そんな想像を膨らませるトウカの様子に、ふっとエンジュが笑う。微妙に馬鹿にしたような、一周回っていっそ微笑ましく感じているような、そんな笑い方で。
「貴女は本当に、想像力が豊かですね」
大量殺人犯と一緒に暮らすことになった、機嫌を損ねたら殺されるに違いないと妄想を膨らませていたように。
まぁこうも、色々と想像を描けるものだ。知らないからこそ想像するしかないのだろうが、それにしたって妄想過剰だ。
皮肉なのか素直な感想なのか、どちらとも言えない一言を呟いたエンジュは、ふむ、と思考を巡らせる。
自分は4課所属だったので又木の処遇については当然知っているが、はて、それを言って大丈夫だろうか。機密保持とかその観点で。
どこまで言っていいものやら。考えつつ、とりあえずトウカの妄想は否定しておくことにした。
「貴女が考えているようなことはしていませんよ。実験台とか、洗脳とかは……ね」
枝分かれしたとはいえ、元は同じ大熊杜という大樹の一部。切り落としこそすれ、その尊厳を踏みつける必要はない。
一言でわかりやすく言えば、犯罪者だろうが人権は守るということ。

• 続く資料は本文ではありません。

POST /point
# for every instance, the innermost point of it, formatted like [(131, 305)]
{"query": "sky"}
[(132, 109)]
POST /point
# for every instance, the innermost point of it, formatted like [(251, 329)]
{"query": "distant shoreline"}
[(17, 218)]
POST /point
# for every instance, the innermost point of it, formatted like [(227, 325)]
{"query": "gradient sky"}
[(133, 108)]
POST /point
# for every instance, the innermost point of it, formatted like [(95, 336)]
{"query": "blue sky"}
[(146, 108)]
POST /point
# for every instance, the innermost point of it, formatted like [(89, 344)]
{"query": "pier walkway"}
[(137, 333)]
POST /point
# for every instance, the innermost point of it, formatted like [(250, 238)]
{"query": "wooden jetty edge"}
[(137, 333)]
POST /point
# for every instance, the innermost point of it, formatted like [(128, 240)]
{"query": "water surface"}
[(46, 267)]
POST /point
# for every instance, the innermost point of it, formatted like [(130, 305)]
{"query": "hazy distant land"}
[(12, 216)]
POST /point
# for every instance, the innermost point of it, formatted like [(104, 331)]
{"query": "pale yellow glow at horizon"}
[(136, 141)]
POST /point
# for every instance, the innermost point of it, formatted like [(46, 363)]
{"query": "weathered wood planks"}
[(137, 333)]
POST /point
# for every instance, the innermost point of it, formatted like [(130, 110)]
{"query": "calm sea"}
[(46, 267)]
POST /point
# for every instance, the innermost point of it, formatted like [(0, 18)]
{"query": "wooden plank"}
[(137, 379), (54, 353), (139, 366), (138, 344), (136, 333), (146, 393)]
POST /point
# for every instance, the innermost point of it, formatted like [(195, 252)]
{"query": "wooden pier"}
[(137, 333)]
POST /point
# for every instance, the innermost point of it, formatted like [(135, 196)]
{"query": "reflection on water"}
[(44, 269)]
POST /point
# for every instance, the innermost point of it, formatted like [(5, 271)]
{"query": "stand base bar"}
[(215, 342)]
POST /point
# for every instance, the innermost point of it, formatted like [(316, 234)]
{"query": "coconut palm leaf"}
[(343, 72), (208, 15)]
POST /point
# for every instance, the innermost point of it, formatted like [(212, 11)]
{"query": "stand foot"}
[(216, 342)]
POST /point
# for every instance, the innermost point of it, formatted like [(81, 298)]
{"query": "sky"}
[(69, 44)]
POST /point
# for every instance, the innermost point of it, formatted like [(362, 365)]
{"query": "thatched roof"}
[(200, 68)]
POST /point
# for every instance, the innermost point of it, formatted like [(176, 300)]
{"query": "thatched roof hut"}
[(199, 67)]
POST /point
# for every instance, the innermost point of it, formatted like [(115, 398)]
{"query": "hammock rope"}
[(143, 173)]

なのでトウカが考えているようなことはしない。
「更生を試してみて、希望がなければ処刑はしますが……」
深く言うと機密に触れるので簡単に。まぁ言ってしまえば、殺人犯などの犯罪者と同じような末路だ。更生できるならよし、できないなら切り落とす。
と、ここまで言ったところで、おかしくなって笑いそうになる。大量殺人犯が『まぁ殺人犯の扱いと同じですよ』なんて説明するなんて。自分は大量殺人犯であるが半不老不死ゆえに処刑できないからこうなっているというのに。お前がそれを言うか、と。
ふと気付いてしまったちぐはぐさに我ながら噴き出しそうになってしまった。
笑いを噛み殺すエンジュの足元で、ぶしゅん、とくしゃみをするようにエンが息を漏らした。飼い主が思いついたことが伝わったらしく、我慢できずに噴き出してしまったらしい。ふごふごと鼻を鳴らし、今のはくしゃみです笑ってません、と繕おうとしている。
そんなエンジュとエンの様子に首を傾げつつ、トウカはとある噂を口にする。
「じ、じゃぁ……又木を幽閉して『保存』して、熊神が目覚めた時に贄にするって噂は……?」
大熊守たちの間でまことしやかに囁かれている噂だ。摘発された又木は表向き処刑されたことになるが、実は幽閉され、熊神が目覚めた時に贄とするという噂がある。犯罪者を処分しつつ、熊神にも贄を与える一石二鳥。大熊守の思想から外れた又木に大熊守としての義務を強制的に課す皮肉も効いており、また又木を先に喰わせることで大熊守たちが喰われる数を減らす。一石四鳥だ。
トウカの問いに、ふっとエンジュが意味深に微笑む。
「……それはどうでしょうね?」
又木が実際にどうなるかは秘密ということで。これ以上詳しく言うと、機密保持どうこうに触れるだろう。聞いてもあまりいい気分のする話でもないし、この話はここまで。
しーっと口元に人差し指を当て、微笑みを浮かべる。
「世間で噂されている通りかもしれませんし……今、貴女が想像していることかもしれません」
さてどうでしょう。何やら物騒で不穏な妄想を膨らませだしているトウカの様子を面白がりながら、エンジュがこの話を打ち切った。